L’occasione per presentare i nuovi plus delle camere, fra cui i televisori maxischermo a led, la linea cortesia firmata Etro e, nelle suite, le macchine da caffè Nespresso, è stato un press trip per la stampa specializzata; gli interventi di upgrade sono tesi a rafforzare anche l’appeal per i viaggi incentive che, provenienti soprattutto dal mercato italiano, scelgono il Principe di Piemonte per soggiorni mediamente di 4 giorni per scoprire la destinazione con attività culturali, come le viste alle cave di marmo, e leisure, come le serate alla discoteca Capannina.
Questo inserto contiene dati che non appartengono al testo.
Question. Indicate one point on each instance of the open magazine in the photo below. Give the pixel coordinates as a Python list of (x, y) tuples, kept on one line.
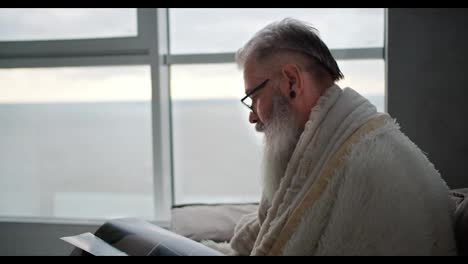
[(135, 237)]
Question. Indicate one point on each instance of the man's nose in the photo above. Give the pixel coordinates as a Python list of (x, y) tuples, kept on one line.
[(253, 118)]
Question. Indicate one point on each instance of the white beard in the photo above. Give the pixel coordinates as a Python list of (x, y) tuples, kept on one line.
[(281, 136)]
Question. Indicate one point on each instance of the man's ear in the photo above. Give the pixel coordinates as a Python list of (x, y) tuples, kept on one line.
[(293, 75)]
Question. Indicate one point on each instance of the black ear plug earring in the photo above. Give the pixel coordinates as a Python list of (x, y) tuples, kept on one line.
[(292, 93)]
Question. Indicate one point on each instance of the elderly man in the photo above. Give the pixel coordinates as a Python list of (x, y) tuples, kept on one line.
[(340, 178)]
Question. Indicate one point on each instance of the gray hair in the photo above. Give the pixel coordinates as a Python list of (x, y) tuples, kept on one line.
[(289, 35)]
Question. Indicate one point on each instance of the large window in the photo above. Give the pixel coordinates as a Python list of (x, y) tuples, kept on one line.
[(26, 24), (126, 112), (216, 152)]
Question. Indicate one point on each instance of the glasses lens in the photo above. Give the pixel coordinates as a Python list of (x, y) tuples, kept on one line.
[(248, 102)]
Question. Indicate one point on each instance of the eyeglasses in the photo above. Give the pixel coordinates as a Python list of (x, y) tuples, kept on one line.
[(247, 100)]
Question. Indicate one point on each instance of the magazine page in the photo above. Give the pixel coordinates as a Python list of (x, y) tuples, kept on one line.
[(93, 245), (137, 237)]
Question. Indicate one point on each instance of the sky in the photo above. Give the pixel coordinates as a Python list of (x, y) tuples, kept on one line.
[(193, 30)]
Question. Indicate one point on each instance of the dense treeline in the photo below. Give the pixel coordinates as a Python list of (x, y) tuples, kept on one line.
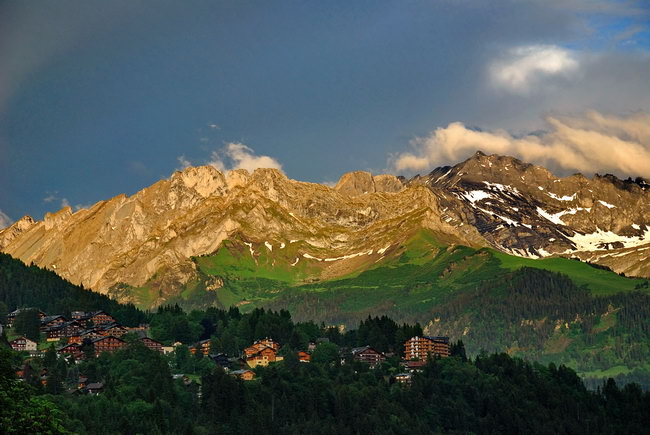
[(491, 394), (31, 286), (539, 313)]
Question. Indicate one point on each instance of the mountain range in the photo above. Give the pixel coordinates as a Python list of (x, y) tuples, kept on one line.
[(499, 253), (318, 233)]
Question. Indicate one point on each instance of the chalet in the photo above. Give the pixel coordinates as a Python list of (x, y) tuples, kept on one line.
[(11, 317), (90, 334), (107, 344), (65, 330), (422, 347), (261, 344), (246, 375), (263, 357), (413, 366), (203, 345), (112, 328), (23, 344), (368, 355), (220, 359), (152, 344), (98, 318), (77, 315), (404, 378), (72, 349), (51, 321)]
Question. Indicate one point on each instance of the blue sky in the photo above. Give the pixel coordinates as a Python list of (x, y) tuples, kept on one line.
[(99, 98)]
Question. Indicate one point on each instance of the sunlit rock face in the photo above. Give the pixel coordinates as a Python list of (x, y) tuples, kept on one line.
[(494, 201)]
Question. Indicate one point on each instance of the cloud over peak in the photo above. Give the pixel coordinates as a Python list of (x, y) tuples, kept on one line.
[(5, 220), (235, 155), (590, 143), (522, 68)]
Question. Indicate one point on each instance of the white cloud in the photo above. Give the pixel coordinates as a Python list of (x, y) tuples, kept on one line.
[(51, 196), (183, 162), (238, 156), (524, 68), (5, 220), (590, 143)]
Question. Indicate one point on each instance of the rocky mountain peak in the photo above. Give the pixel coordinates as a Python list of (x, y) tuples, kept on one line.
[(487, 200), (205, 180), (14, 230)]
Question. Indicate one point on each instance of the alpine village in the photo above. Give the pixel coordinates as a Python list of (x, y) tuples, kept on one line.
[(325, 217)]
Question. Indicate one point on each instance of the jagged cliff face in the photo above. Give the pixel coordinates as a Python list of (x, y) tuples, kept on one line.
[(158, 230), (524, 210), (485, 201)]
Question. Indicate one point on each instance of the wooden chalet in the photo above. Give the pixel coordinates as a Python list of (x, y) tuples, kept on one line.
[(413, 366), (152, 344), (65, 330), (11, 317), (245, 374), (76, 315), (422, 347), (107, 344), (23, 344), (113, 328), (203, 345), (304, 356), (263, 357), (261, 344), (86, 334), (71, 349), (98, 318), (404, 378), (368, 355), (52, 321)]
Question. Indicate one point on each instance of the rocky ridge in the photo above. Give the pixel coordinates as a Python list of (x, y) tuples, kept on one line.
[(496, 201)]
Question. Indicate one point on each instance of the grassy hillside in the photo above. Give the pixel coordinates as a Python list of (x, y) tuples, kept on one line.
[(552, 309)]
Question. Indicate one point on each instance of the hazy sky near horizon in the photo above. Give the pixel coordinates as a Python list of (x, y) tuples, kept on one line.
[(100, 98)]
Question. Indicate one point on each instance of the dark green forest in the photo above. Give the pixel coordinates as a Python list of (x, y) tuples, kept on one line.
[(489, 394), (473, 391)]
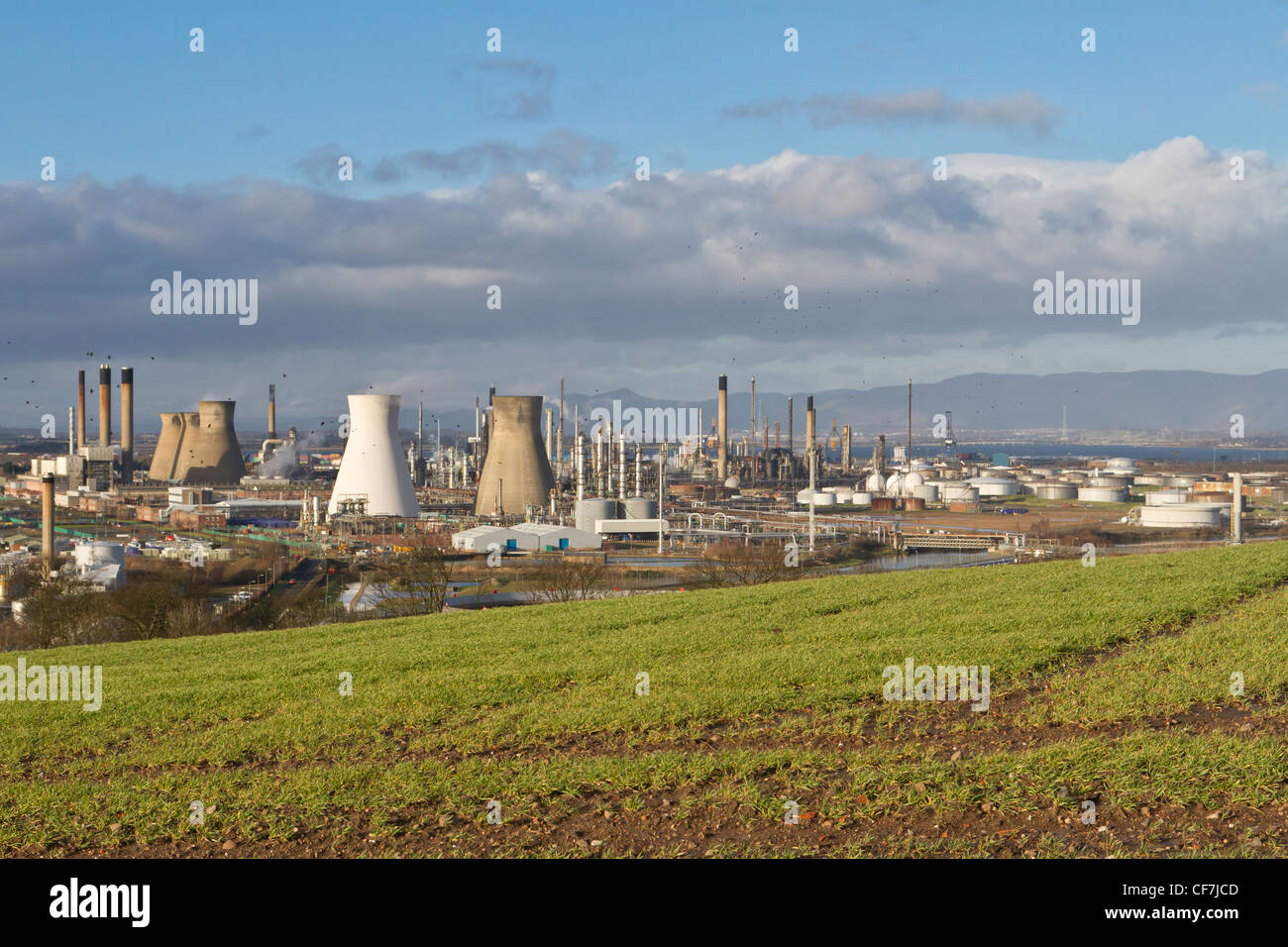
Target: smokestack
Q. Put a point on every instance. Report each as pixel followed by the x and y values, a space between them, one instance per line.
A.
pixel 1236 509
pixel 809 424
pixel 722 432
pixel 791 436
pixel 127 425
pixel 80 412
pixel 910 424
pixel 104 406
pixel 47 526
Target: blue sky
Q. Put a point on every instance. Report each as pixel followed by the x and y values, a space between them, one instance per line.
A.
pixel 112 90
pixel 769 169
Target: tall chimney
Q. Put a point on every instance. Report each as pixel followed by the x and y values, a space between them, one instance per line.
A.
pixel 1236 509
pixel 791 436
pixel 910 424
pixel 47 526
pixel 722 433
pixel 127 425
pixel 80 412
pixel 104 406
pixel 809 424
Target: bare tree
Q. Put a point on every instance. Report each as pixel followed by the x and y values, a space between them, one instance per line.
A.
pixel 413 582
pixel 735 564
pixel 568 579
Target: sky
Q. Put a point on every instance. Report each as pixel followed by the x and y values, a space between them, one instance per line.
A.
pixel 519 169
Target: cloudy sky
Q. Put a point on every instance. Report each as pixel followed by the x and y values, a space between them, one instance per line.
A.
pixel 518 169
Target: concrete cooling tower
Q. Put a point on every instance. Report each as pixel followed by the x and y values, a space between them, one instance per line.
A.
pixel 210 453
pixel 374 472
pixel 515 472
pixel 166 455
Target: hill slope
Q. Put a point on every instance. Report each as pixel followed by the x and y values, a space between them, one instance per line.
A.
pixel 1108 684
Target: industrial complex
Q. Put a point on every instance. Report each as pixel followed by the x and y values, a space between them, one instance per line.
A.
pixel 613 486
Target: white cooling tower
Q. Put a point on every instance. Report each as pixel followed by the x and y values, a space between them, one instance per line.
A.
pixel 373 471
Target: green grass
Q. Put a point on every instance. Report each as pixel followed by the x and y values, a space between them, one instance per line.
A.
pixel 256 724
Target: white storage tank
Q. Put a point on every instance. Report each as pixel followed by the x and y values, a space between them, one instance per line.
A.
pixel 1102 493
pixel 961 492
pixel 995 486
pixel 1192 515
pixel 1055 489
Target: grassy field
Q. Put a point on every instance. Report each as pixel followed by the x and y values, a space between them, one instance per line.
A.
pixel 1111 684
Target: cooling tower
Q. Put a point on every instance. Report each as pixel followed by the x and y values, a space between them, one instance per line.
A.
pixel 373 470
pixel 515 472
pixel 166 455
pixel 210 454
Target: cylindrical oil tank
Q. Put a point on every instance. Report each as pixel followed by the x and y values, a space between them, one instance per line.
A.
pixel 961 492
pixel 995 486
pixel 1102 493
pixel 1108 480
pixel 1181 515
pixel 640 508
pixel 1055 491
pixel 589 510
pixel 1150 479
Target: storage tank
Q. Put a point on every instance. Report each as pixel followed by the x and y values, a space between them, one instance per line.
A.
pixel 639 508
pixel 926 492
pixel 961 492
pixel 373 472
pixel 589 510
pixel 1054 489
pixel 515 472
pixel 1192 515
pixel 995 486
pixel 1102 495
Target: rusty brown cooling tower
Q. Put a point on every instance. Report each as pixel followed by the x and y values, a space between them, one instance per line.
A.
pixel 515 472
pixel 165 459
pixel 80 411
pixel 104 406
pixel 210 454
pixel 127 425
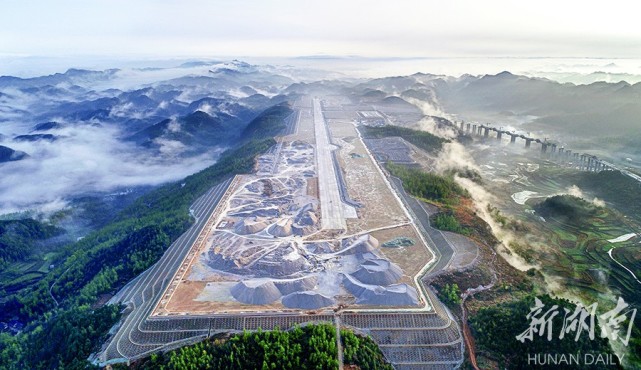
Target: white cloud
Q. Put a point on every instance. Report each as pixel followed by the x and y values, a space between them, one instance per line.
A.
pixel 88 159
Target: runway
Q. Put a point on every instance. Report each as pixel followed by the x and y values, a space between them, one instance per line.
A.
pixel 332 214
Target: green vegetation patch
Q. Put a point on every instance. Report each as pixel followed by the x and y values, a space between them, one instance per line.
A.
pixel 362 352
pixel 447 222
pixel 269 123
pixel 101 263
pixel 572 209
pixel 309 347
pixel 430 186
pixel 17 238
pixel 421 139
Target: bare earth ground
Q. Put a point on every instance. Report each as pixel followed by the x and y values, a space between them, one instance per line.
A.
pixel 381 215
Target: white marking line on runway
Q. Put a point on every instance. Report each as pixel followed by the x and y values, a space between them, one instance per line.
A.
pixel 332 215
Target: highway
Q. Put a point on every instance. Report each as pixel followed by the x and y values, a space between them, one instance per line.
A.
pixel 410 339
pixel 142 293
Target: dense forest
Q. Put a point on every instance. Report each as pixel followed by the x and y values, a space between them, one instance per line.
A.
pixel 17 238
pixel 429 186
pixel 101 263
pixel 269 123
pixel 421 139
pixel 307 347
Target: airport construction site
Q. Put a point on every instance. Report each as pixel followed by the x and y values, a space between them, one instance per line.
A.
pixel 318 233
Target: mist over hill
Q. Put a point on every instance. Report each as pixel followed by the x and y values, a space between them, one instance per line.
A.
pixel 87 131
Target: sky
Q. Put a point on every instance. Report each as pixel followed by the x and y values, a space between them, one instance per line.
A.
pixel 286 28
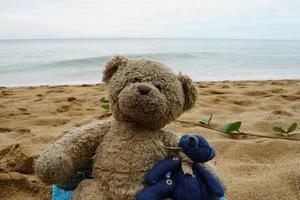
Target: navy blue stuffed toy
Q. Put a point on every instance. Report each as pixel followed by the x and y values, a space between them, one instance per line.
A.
pixel 167 179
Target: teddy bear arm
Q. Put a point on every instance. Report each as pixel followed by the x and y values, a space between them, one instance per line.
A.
pixel 170 139
pixel 63 159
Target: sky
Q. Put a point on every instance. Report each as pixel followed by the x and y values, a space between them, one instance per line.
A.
pixel 234 19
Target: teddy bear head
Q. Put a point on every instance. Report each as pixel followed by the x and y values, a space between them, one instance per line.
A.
pixel 147 92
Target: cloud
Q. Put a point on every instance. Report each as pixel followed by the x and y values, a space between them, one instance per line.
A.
pixel 150 18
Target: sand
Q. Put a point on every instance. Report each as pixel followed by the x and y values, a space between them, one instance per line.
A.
pixel 253 168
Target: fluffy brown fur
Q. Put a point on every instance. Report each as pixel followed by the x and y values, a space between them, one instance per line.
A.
pixel 145 96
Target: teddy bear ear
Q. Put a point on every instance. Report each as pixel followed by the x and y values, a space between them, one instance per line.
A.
pixel 190 91
pixel 112 66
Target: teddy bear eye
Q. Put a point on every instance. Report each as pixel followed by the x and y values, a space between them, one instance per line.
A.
pixel 158 86
pixel 136 80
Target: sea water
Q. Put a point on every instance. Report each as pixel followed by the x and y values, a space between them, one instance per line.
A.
pixel 81 61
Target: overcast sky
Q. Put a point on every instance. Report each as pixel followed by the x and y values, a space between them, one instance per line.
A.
pixel 265 19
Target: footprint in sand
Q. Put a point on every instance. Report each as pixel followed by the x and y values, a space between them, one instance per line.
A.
pixel 63 108
pixel 255 93
pixel 216 92
pixel 57 90
pixel 278 90
pixel 4 130
pixel 50 122
pixel 282 112
pixel 241 102
pixel 290 97
pixel 23 130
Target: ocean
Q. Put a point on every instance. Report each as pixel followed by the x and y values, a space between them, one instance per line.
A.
pixel 80 61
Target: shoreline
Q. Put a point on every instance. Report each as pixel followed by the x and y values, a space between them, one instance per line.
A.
pixel 253 168
pixel 101 83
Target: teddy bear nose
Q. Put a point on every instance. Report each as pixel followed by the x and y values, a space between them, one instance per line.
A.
pixel 192 141
pixel 144 89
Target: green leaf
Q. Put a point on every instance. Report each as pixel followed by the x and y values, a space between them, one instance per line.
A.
pixel 279 130
pixel 229 128
pixel 206 121
pixel 106 106
pixel 102 99
pixel 292 127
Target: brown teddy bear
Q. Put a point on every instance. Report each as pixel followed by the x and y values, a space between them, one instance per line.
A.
pixel 145 95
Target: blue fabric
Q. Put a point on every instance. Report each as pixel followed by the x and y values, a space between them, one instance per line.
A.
pixel 61 194
pixel 202 186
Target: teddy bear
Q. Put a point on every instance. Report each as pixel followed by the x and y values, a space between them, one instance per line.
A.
pixel 169 177
pixel 145 95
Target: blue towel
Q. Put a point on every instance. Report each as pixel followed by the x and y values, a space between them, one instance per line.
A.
pixel 61 194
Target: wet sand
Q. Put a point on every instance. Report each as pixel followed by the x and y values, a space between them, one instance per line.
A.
pixel 253 168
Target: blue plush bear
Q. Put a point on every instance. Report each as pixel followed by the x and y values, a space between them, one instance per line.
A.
pixel 167 179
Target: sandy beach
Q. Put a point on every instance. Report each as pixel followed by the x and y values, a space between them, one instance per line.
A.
pixel 253 168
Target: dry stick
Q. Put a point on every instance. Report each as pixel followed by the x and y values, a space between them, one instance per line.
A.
pixel 239 132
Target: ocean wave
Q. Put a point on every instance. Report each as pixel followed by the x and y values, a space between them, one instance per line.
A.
pixel 94 61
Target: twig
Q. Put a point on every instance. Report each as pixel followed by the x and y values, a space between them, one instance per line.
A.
pixel 238 132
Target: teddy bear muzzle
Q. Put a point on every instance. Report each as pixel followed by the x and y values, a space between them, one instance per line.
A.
pixel 142 102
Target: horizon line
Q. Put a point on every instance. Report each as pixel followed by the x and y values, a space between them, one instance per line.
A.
pixel 199 38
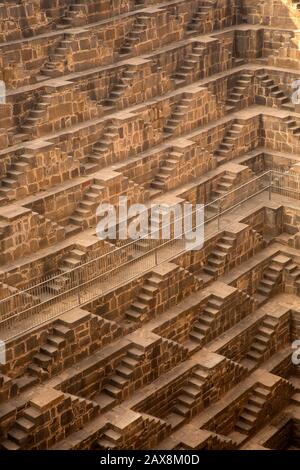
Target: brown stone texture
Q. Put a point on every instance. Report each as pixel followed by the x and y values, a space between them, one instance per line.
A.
pixel 149 344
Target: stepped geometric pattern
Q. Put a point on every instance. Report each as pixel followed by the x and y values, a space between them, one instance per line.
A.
pixel 150 344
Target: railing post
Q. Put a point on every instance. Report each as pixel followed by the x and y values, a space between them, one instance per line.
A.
pixel 156 257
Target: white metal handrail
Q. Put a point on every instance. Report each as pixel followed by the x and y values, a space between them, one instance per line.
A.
pixel 64 300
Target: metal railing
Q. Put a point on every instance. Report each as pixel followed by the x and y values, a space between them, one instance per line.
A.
pixel 98 277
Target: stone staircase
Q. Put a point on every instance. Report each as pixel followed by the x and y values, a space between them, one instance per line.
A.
pixel 178 115
pixel 253 409
pixel 239 91
pixel 36 114
pixel 59 284
pixel 55 66
pixel 14 179
pixel 56 340
pixel 102 151
pixel 223 153
pixel 187 398
pixel 121 377
pixel 31 418
pixel 296 3
pixel 270 281
pixel 186 71
pixel 19 434
pixel 119 89
pixel 133 38
pixel 200 332
pixel 145 299
pixel 165 173
pixel 260 343
pixel 274 91
pixel 217 259
pixel 292 126
pixel 85 215
pixel 225 184
pixel 75 15
pixel 109 440
pixel 202 14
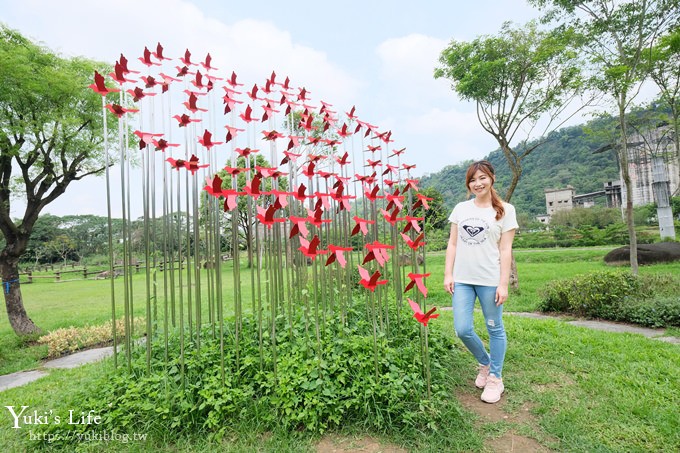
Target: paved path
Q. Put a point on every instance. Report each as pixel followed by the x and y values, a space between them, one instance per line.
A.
pixel 19 378
pixel 655 334
pixel 9 381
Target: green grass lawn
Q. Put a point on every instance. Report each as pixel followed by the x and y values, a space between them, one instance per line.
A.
pixel 584 390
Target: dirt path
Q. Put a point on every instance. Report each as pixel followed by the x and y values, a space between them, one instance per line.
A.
pixel 510 440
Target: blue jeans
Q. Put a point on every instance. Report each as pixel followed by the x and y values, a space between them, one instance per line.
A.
pixel 463 300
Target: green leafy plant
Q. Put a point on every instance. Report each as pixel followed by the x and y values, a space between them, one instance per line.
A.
pixel 296 390
pixel 70 339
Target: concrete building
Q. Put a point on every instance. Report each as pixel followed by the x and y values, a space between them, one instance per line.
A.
pixel 559 199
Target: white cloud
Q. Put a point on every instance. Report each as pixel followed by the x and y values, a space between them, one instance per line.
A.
pixel 407 64
pixel 251 47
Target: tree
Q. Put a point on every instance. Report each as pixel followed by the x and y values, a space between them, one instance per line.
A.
pixel 518 79
pixel 50 136
pixel 616 36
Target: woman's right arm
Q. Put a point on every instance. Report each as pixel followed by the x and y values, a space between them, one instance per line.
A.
pixel 450 258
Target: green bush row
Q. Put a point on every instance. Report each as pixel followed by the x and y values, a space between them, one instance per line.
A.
pixel 648 300
pixel 583 236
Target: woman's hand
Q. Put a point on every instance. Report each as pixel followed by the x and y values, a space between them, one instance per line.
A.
pixel 501 294
pixel 448 284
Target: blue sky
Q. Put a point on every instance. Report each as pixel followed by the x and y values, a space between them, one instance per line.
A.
pixel 376 55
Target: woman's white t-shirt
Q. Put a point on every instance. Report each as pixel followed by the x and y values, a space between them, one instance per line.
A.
pixel 477 260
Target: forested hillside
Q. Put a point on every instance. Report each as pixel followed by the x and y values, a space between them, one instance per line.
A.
pixel 566 158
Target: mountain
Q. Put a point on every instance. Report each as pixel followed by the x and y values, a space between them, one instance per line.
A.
pixel 567 158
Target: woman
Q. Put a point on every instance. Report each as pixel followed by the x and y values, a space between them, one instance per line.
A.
pixel 478 260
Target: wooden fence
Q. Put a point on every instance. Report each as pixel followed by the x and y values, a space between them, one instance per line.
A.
pixel 66 275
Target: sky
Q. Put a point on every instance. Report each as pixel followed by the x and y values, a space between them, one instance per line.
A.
pixel 378 56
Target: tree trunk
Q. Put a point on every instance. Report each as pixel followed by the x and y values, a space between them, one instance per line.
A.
pixel 625 175
pixel 18 319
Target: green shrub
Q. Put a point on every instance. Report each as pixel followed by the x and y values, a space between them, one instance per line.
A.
pixel 591 295
pixel 656 312
pixel 649 300
pixel 309 386
pixel 70 339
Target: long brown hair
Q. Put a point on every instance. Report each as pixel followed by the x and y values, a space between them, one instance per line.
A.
pixel 487 168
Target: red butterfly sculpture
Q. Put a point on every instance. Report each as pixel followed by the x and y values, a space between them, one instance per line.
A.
pixel 206 140
pixel 184 120
pixel 422 318
pixel 99 87
pixel 299 226
pixel 414 244
pixel 361 225
pixel 310 248
pixel 417 280
pixel 337 253
pixel 369 281
pixel 118 110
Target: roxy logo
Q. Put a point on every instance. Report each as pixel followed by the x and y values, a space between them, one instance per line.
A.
pixel 23 416
pixel 472 230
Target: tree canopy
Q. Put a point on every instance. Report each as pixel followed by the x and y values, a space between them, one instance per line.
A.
pixel 50 135
pixel 518 78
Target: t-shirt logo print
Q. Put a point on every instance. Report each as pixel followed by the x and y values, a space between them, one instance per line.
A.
pixel 474 231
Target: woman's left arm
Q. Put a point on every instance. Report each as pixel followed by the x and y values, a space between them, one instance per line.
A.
pixel 505 247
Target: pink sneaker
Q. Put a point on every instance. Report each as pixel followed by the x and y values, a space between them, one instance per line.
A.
pixel 480 382
pixel 493 390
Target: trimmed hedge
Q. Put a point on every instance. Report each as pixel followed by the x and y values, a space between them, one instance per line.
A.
pixel 648 300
Lo storico albergo, esempio del Liberty di inizio Novecento e protagonista 10 anni fa di un completo restyling, offre agli organizzatori di eventi 5 sale meeting (la maggiore, Butterfly, da 160 posti), una spa con zona umida, sauna e bagno turco, percorso Kneipp e docce cromo-aromaterapiche, e una ristorazione stellata Michelin.

Lo chef Giuseppe Mancino guida infatti la brigata del ristorante gourmet Piccolo Principe, posto sul roof all’ultimo piano, lo stesso della piscina, e del ristorante tradizionale toscano Regina.